Adults bought an average of four pieces of fine jewelry for themselves in the past year, spending an average of $512. Male self-purchasers bought an average of four pieces totaling $740, while female self-purchasers bought an average of three pieces and spent $428. African-American self-purchasers bought an average of five pieces in the past year, spending $1,106; Hispanics bought an average of four pieces of jewelry for $1,060; and Caucasians bought just three items for themselves, spending $412. Jewelry self-purchasers between the ages of 18 and 24 bought an average of six pieces in the last 12 months, spending $855. Jewelry self-purchasers from the Midwest bought more pieces of jewelry—five—for themselves than those in any other region of the country but spent less than Southerners, who bought an average of four pieces last year for $895. Consumers surveyed from the Midwest spent an average of just $255 on all of their jewelry purchases.

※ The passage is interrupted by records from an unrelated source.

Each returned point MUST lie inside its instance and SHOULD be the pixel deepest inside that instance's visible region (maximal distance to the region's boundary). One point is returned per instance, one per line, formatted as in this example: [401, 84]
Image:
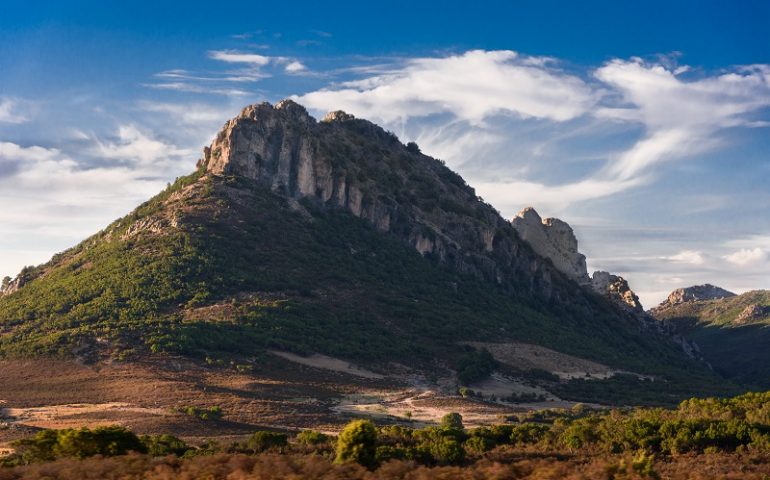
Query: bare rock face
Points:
[554, 239]
[11, 285]
[352, 164]
[617, 289]
[752, 313]
[695, 293]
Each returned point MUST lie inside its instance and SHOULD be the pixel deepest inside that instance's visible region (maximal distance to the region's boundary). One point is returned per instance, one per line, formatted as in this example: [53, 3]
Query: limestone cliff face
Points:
[617, 289]
[695, 293]
[554, 239]
[344, 162]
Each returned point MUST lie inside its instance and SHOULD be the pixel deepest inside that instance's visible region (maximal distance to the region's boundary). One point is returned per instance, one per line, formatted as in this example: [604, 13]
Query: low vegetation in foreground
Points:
[701, 438]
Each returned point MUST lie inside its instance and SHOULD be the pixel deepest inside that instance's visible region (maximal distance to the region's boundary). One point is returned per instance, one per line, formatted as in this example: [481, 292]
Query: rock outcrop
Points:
[695, 293]
[554, 239]
[752, 313]
[352, 164]
[616, 288]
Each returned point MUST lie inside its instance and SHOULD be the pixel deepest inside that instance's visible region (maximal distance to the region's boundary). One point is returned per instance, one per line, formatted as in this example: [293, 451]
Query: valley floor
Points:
[287, 393]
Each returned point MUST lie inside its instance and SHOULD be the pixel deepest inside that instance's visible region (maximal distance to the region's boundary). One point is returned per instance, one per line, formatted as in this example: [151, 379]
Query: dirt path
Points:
[328, 363]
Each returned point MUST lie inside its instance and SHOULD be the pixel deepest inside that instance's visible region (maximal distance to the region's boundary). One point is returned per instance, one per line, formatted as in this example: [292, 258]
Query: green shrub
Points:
[479, 444]
[311, 437]
[264, 440]
[48, 445]
[452, 420]
[162, 445]
[358, 443]
[528, 433]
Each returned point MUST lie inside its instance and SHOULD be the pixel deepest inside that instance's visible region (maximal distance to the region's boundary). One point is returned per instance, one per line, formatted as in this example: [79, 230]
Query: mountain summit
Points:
[327, 237]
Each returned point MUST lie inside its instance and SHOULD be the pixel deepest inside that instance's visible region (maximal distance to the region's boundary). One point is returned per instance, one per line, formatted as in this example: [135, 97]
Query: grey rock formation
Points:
[554, 239]
[752, 313]
[349, 163]
[695, 293]
[616, 288]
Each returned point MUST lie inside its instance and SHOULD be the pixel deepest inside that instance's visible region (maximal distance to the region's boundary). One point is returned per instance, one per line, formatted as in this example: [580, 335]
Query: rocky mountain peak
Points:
[696, 293]
[337, 116]
[554, 239]
[617, 289]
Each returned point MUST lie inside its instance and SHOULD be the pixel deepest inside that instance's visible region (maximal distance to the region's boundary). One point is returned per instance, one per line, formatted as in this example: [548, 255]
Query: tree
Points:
[263, 440]
[358, 443]
[452, 420]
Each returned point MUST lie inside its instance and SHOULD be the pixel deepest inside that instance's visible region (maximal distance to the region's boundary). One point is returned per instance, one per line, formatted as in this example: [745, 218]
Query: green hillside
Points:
[732, 333]
[241, 257]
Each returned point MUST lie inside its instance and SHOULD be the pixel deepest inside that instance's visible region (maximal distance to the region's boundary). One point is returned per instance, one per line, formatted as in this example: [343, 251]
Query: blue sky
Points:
[642, 124]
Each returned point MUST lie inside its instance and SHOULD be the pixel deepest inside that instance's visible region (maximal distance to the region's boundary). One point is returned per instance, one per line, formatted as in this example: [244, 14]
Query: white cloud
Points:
[11, 111]
[134, 146]
[747, 257]
[680, 117]
[232, 56]
[294, 67]
[472, 86]
[690, 257]
[189, 114]
[52, 201]
[194, 88]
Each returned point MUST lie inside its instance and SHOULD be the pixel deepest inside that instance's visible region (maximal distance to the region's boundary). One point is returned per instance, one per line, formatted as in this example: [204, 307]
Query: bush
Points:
[452, 420]
[48, 445]
[480, 444]
[358, 443]
[311, 437]
[446, 450]
[528, 433]
[162, 445]
[264, 440]
[475, 365]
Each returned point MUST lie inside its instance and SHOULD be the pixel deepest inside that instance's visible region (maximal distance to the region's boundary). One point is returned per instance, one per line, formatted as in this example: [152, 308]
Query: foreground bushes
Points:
[707, 426]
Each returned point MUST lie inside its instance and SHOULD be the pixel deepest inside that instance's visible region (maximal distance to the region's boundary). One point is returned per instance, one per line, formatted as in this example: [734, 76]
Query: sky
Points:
[644, 125]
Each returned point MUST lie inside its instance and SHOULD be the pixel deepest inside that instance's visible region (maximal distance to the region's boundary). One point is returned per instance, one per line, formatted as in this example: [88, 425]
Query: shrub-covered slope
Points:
[732, 333]
[379, 254]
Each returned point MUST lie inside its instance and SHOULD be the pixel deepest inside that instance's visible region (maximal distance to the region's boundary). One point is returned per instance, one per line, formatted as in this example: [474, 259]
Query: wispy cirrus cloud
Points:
[188, 87]
[133, 145]
[690, 257]
[13, 111]
[678, 117]
[747, 256]
[472, 87]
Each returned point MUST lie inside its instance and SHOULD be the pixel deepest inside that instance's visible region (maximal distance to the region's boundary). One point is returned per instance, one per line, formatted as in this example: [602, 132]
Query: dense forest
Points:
[698, 439]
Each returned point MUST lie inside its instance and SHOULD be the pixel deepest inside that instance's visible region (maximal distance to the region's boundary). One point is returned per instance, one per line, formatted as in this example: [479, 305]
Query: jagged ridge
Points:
[267, 244]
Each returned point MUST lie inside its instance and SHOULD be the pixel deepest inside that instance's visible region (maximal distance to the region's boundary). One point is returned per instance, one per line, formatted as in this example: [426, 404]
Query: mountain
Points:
[730, 330]
[327, 237]
[554, 239]
[694, 294]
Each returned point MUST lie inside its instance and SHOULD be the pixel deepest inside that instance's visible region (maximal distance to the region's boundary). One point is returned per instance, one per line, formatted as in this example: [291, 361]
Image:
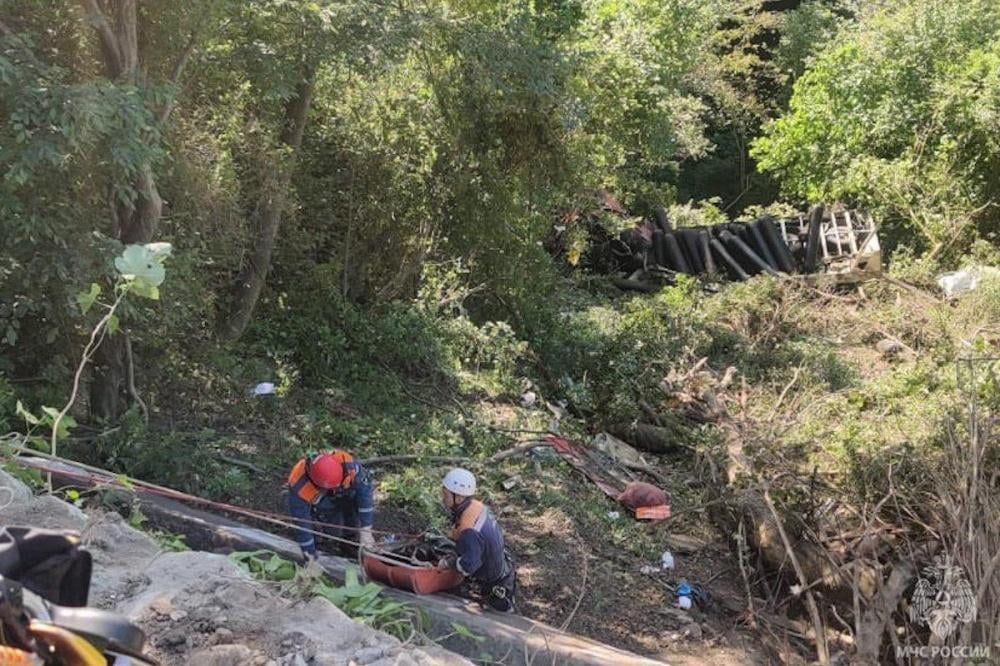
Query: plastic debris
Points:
[683, 595]
[957, 282]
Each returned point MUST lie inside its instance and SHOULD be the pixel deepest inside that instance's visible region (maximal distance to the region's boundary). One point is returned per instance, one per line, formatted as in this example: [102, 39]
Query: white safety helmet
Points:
[460, 481]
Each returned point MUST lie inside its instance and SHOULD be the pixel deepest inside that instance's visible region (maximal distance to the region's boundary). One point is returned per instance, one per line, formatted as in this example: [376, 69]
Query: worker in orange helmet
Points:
[480, 552]
[331, 488]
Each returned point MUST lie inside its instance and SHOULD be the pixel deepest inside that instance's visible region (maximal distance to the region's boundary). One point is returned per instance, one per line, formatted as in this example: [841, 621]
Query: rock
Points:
[14, 491]
[369, 655]
[692, 632]
[889, 347]
[684, 544]
[173, 637]
[161, 607]
[223, 635]
[222, 655]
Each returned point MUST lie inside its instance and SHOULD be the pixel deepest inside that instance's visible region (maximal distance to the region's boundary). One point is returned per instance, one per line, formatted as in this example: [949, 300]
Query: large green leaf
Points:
[139, 263]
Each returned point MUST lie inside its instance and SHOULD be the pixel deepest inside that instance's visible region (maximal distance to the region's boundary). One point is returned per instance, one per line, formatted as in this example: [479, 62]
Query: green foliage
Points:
[361, 601]
[900, 116]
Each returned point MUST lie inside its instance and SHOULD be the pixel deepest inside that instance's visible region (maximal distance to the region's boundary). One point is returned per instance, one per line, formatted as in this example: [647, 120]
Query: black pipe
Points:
[812, 245]
[734, 269]
[675, 256]
[704, 246]
[659, 258]
[661, 219]
[782, 254]
[752, 256]
[688, 240]
[760, 245]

Of consumers who bought fine jewelry as gifts last year, adults bought an average of four pieces and spent $442. Caucasians, on average, bought more pieces of jewelry and spent more on those purchases than African-Americans or Hispanics. Consumers surveyed who were over the age of 65 bought an average of 14 pieces of jewelry last year as gifts—four times as many as each of the other age groups bought. However, this group spent only $295 on their purchases. By contrast, respondents in the 45-54 age group bought an average of four pieces of jewelry last year but spent $725 on those purchases. Men, on average, bought five pieces of jewelry last year as gifts and spent $638, while women bought an average of three pieces and spent just $223. Consumers surveyed from the West bought an average of six pieces of jewelry last year but spent only $326, vs. residents of the South who bought four pieces of jewelry and spent $556—the most spent on fine jewelry gifts last year in any region of the country.

Some 14% of all adults surveyed plan to buy fine jewelry for themselves next year. Male self-purchasers are slightly more likely to buy fine jewelry than their female counterparts. African-Americans have a greater likelihood of buying fine jewelry next year than the other two ethnic groups surveyed. Of all the age groups of consumers surveyed, those ages 25-34 are the most likely to make jewelry purchases next year, and Southerners are more likely than those in other parts of the country to purchase jewelry in the next 12 months.

The complete study is available from Unity Marketing, (717) 336-1600.

Methodology: Unity Marketing’s telephone survey was conducted Feb. 24-27. It comprised a national probability sample of 1,015 adults, 509 males and 506 females, living in private households in the United States. Only one interview was conducted per household. Interviews were weighted by age, sex, race, and geographic region to provide a representation of the total population.

* Some 44% of fine-jewelry buyers surveyed were Hispanic. According to the 1999 population survey from the Bureau of the Census, there are 8.6 million U.S. Hispanics, and based on Unity Marketing’s findings, 3.8 million of them purchased fine jewelry last year. Thirty-seven percent of fine-jewelry buyers surveyed were African-American. According to the 1999 population survey from the Bureau of the Census, there are 23.5 million African-Americans in the United States, and based on Unity’s research, 8.7 million of them purchased fine jewelry last year. Thirty-two percent of fine jewelry buyers surveyed were Caucasian. According to the 1999 population survey from the Bureau of the Census, there are 166.1 million Caucasians in the United States, and 53.2 million bought fine jewelry last year.